Share your dilemmas and get honest opinions from other Mumsnetters.

To round up rightwingers and shoot them?

566 replies

Hullygully · 23/01/2012 14:33

I am so bored and frustrated with politely pointing out why rightwingers are wrong about everything.

If I have to read one more thread about why someone with mental health issues shouldn't have had children, or why someone made homeless should have managed better, or why the benefits cap is a good thing because Fuck the Poor, I will get out my gun and raze the boards of MN.

STOP IGNORING THE FACTS YOU RIGHTWING IGNORAMUSES AND CLIMB DOWN OUT OF YOUR OWN NARROW ARSES TO THE WORLD THAT MOST PEOPLE STRUGGLE ALONG IN.

Oh, and you're all cunts BTW.

OP posts:
TeWihara · 24/01/2012 19:21

Shirley I know exactly who to ask and find out how legit that is if you like , and you can dob them in to the tax man if it's dodgy.

Unfortunately you'd then probably be out of a job and I am assuming like most people you'd like to avoid that right now.

BelleDameSansMerci · 24/01/2012 19:22

Bloody hell, Shirley. That would have me seething.

TheRealTillyMinto · 24/01/2012 19:22

ShirleyForAllSeasons you dont pay corporation tax if you dont make a profit but you still pay tax on any dividends you payout to directors.

& you cannot pay dividends if you have not made a profit in previous years & paid corp tax on that profit.

they will also pay tax on company cars.

could you do thier job (better)? if so you should set up in competition.

TheRealTillyMinto · 24/01/2012 19:25

BelleDameSansMerci Corporation tax has been reduced Glitter...

for large companies but not small co's which is odd as small companies employ more of the UK workforce, hard to avoid tax, offshore jobs etc.

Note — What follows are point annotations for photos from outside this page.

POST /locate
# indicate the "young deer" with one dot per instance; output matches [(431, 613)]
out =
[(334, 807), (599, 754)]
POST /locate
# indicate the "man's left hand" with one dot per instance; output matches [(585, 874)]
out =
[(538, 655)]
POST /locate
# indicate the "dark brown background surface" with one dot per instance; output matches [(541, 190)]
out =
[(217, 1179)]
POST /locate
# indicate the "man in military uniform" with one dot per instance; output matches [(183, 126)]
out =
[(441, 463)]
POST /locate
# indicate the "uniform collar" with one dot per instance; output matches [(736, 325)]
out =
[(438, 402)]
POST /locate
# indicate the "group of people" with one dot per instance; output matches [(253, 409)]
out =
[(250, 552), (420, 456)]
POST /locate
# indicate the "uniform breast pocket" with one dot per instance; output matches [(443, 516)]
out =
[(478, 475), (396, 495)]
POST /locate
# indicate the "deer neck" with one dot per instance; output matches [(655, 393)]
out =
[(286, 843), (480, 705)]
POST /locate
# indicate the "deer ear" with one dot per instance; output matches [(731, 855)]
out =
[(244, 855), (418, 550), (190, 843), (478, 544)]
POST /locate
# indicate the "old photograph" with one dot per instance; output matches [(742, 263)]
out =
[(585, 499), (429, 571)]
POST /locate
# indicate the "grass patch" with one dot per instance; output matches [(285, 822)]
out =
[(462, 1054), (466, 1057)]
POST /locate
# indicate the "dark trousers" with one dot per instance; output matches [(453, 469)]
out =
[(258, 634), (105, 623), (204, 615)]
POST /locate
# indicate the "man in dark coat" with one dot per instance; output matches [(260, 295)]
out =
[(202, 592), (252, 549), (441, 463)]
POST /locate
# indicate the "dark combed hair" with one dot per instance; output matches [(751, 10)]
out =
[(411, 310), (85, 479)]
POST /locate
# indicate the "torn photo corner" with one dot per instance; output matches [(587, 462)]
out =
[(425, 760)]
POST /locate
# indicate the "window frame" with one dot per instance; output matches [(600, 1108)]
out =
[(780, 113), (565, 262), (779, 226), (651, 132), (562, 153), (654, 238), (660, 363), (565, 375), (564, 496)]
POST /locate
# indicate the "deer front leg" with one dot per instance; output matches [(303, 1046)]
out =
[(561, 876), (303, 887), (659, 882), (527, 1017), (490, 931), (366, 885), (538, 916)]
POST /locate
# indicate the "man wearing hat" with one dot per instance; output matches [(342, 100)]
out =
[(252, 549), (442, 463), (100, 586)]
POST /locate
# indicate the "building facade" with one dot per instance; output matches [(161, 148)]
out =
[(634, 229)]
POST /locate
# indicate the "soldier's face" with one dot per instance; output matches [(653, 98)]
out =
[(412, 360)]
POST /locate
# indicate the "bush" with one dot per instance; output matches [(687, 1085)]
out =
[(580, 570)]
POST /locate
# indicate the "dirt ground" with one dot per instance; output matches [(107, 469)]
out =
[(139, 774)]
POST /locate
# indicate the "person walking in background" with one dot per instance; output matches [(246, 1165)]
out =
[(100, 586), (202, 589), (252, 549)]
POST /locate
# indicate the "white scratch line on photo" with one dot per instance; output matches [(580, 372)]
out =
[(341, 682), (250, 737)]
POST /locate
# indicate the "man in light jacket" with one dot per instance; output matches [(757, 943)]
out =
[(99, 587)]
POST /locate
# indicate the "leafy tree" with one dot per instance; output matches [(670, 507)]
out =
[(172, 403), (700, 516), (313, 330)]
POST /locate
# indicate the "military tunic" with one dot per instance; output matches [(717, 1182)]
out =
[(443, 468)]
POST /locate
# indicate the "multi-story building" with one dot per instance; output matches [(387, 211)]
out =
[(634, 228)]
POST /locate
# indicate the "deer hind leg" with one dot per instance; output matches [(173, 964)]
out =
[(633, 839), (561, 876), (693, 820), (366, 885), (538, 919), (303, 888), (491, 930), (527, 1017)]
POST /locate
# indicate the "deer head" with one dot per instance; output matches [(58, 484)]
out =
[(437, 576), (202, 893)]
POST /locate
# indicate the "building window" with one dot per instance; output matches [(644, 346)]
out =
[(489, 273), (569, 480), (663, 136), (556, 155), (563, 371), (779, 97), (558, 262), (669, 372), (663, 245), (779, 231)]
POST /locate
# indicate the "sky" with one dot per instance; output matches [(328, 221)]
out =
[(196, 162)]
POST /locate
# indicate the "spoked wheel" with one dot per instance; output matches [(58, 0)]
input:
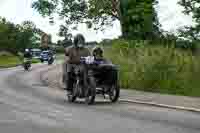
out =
[(72, 96), (91, 92), (114, 93)]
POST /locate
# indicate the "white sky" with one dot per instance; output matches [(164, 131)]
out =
[(17, 11)]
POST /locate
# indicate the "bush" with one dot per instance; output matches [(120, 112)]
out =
[(156, 68)]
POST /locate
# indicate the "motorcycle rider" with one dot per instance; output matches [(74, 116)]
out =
[(27, 54), (109, 75), (72, 56)]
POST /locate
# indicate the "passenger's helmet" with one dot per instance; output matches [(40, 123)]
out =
[(97, 52), (79, 40)]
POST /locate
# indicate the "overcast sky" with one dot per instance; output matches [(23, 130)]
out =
[(17, 11)]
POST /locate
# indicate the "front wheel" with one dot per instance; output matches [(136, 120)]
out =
[(72, 96), (114, 93), (91, 92)]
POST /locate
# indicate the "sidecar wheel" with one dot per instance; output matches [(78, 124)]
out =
[(91, 92), (72, 97), (114, 93)]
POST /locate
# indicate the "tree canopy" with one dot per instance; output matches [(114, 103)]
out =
[(136, 17), (15, 38), (192, 8)]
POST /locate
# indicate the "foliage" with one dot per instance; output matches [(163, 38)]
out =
[(191, 7), (157, 68), (15, 38), (9, 61), (138, 18)]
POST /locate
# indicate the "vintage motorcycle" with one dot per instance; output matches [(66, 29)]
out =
[(27, 64), (94, 81)]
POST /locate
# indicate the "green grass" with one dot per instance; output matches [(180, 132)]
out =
[(9, 61), (12, 61), (156, 68)]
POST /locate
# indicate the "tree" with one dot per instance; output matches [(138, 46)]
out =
[(135, 16), (15, 38), (192, 8)]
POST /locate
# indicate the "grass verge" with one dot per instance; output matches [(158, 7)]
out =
[(156, 68)]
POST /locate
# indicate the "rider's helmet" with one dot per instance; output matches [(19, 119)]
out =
[(79, 40), (97, 52), (26, 50)]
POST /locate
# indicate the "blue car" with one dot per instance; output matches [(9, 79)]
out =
[(44, 56)]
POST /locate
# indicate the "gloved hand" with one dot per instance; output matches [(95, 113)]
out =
[(89, 60)]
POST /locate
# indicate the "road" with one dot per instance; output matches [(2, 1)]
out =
[(28, 106)]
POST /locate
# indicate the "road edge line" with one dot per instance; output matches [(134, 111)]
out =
[(161, 105)]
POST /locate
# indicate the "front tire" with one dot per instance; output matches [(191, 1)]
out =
[(72, 97), (91, 92), (114, 93)]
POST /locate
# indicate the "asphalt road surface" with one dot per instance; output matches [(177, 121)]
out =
[(28, 106)]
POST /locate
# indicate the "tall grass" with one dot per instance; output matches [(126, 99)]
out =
[(156, 68)]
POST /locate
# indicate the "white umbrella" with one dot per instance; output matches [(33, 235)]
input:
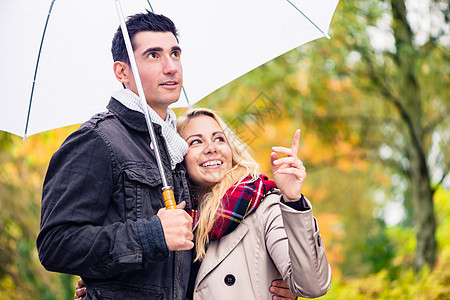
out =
[(221, 40)]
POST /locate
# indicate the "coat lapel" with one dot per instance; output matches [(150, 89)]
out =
[(219, 250)]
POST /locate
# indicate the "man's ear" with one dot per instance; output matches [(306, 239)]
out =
[(122, 71)]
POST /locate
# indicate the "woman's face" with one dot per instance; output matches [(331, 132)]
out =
[(209, 155)]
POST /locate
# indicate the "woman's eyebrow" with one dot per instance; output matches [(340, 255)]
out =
[(195, 135)]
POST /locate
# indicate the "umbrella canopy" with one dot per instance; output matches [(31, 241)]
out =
[(221, 40)]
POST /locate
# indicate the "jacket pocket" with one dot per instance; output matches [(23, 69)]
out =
[(143, 196)]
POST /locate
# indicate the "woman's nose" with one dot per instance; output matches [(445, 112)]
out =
[(210, 148)]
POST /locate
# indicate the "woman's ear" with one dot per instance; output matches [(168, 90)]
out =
[(122, 71)]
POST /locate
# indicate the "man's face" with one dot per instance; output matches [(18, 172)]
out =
[(158, 61)]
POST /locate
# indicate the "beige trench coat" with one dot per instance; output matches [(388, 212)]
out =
[(242, 264)]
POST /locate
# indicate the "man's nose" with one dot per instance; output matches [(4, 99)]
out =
[(169, 66)]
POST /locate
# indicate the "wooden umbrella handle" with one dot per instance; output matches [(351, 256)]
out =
[(169, 198)]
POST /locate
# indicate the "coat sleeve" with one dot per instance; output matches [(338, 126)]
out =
[(76, 236), (294, 243)]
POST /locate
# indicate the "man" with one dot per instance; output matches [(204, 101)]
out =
[(102, 208), (102, 215)]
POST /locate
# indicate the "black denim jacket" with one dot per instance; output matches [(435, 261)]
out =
[(100, 198)]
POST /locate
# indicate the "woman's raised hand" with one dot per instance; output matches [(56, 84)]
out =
[(288, 172)]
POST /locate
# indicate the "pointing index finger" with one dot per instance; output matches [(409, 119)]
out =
[(296, 142)]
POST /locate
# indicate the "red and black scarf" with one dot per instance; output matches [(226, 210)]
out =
[(238, 202)]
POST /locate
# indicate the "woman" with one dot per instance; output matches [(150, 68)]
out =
[(240, 238)]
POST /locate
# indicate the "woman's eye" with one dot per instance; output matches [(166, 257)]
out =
[(194, 142)]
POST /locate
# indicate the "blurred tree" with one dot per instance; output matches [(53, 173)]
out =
[(378, 92)]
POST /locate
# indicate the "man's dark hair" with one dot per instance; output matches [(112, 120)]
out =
[(135, 24)]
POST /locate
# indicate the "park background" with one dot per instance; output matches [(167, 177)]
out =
[(373, 106)]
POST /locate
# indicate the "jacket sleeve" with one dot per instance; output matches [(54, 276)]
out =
[(294, 243), (76, 236)]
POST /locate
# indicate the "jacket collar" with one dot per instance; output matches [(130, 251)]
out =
[(131, 118)]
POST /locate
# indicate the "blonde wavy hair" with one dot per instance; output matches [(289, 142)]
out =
[(243, 165)]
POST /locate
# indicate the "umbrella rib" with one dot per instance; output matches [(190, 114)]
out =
[(185, 96), (36, 68), (299, 10)]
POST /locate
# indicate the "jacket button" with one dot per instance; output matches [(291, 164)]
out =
[(159, 257), (230, 279)]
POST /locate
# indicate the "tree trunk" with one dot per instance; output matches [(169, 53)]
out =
[(410, 107)]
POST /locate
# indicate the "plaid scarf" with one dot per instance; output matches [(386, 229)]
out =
[(237, 203)]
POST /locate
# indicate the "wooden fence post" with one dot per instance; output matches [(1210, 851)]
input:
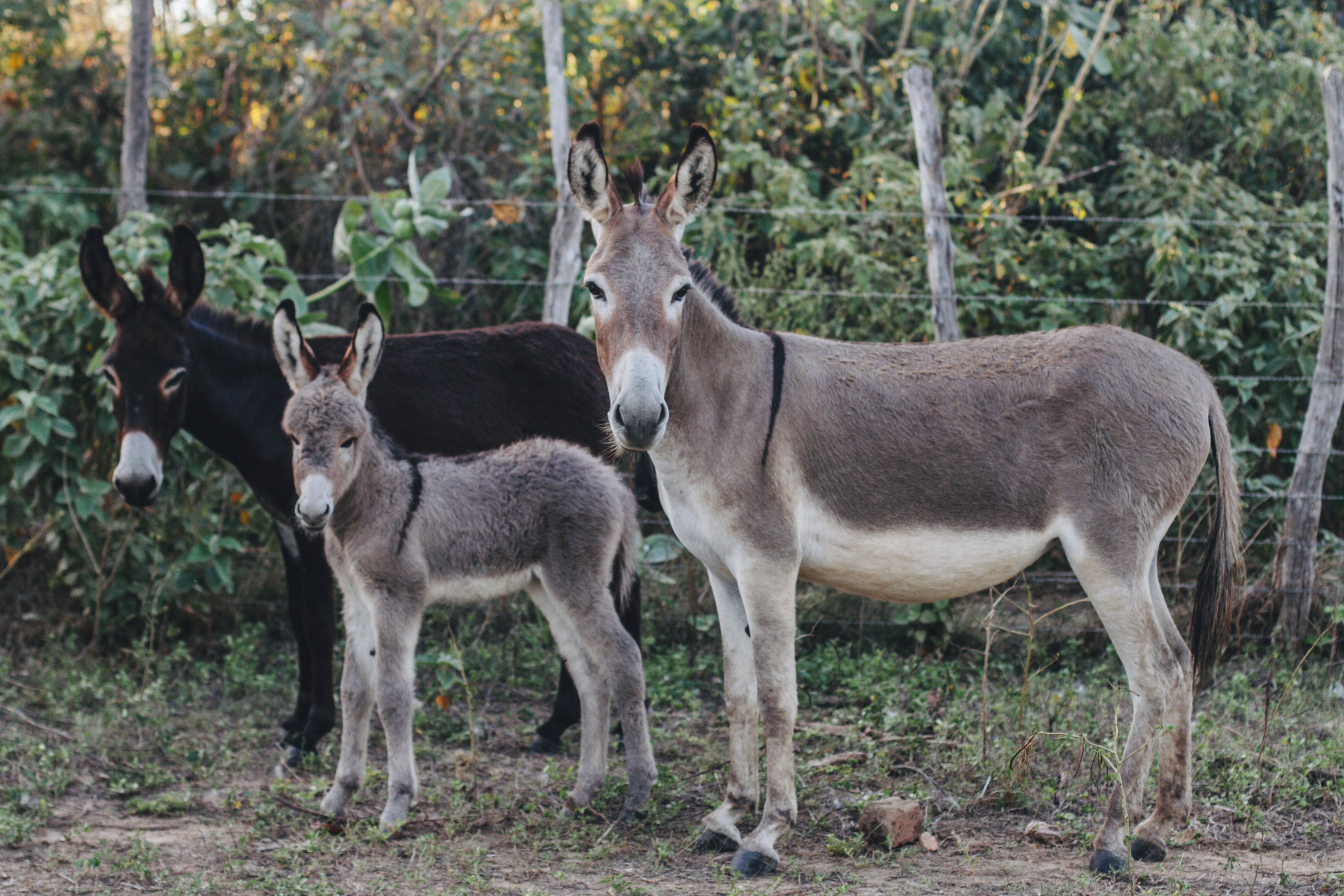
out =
[(1295, 575), (135, 125), (933, 192), (569, 222)]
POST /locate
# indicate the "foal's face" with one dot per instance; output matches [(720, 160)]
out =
[(326, 424), (146, 363), (639, 278), (326, 418)]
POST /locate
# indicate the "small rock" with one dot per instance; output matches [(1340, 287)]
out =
[(894, 821), (1043, 833), (839, 760)]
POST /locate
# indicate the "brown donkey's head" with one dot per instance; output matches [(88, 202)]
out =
[(639, 277), (147, 359), (326, 418)]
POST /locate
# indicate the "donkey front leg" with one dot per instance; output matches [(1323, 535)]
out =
[(769, 599), (740, 695), (398, 629), (357, 703)]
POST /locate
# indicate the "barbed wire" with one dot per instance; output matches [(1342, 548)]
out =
[(717, 207)]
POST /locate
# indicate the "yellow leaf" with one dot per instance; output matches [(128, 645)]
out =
[(1273, 440)]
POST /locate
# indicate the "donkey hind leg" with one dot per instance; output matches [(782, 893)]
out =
[(740, 695), (594, 699), (768, 596), (358, 682), (398, 629), (1154, 670), (1174, 749)]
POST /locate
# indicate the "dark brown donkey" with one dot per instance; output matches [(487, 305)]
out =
[(175, 363), (906, 473)]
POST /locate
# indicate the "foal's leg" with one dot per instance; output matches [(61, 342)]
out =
[(1174, 750), (295, 592), (594, 699), (357, 702), (398, 622), (768, 594), (740, 695), (1125, 608)]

but then thats what political donations buys you. whats really odd is that you only have to give them 250k which is not a king's ransom is it?

Portofino · 24/01/2012 19:28

It has a lot to do with the urge to buy cheap, do up and make a profit, by selling on or making a "portfolio" as strongly encouraged by all thoseTV shows. I was thinking earlier that the radiant and lovely Sarah Beeney has a lot to answer for.....

Portofino · 24/01/2012 19:30

There is a lot to be said for regulating the rental industry the way it is here.

ShirleyForAllSeasons · 24/01/2012 19:32

Te - I know, but they have a wiley accountant - not wiley enough IMHO but there is certainly some cooking of books going on, There is no way I'm going to report them - I need my £300/week cheers!

Tilly - There are some pretty hefty loopholes - either that or the accountant is crooked, either way it is all dependant on them getting "caught" isn't it?

Anyway - I was giving an example of what actually happens in the Biznizz world. Grin

Peachy · 24/01/2012 19:33

Coral given that the owner of Wonga is one of Cameron's mates and advisors, don;t think that one will be changing!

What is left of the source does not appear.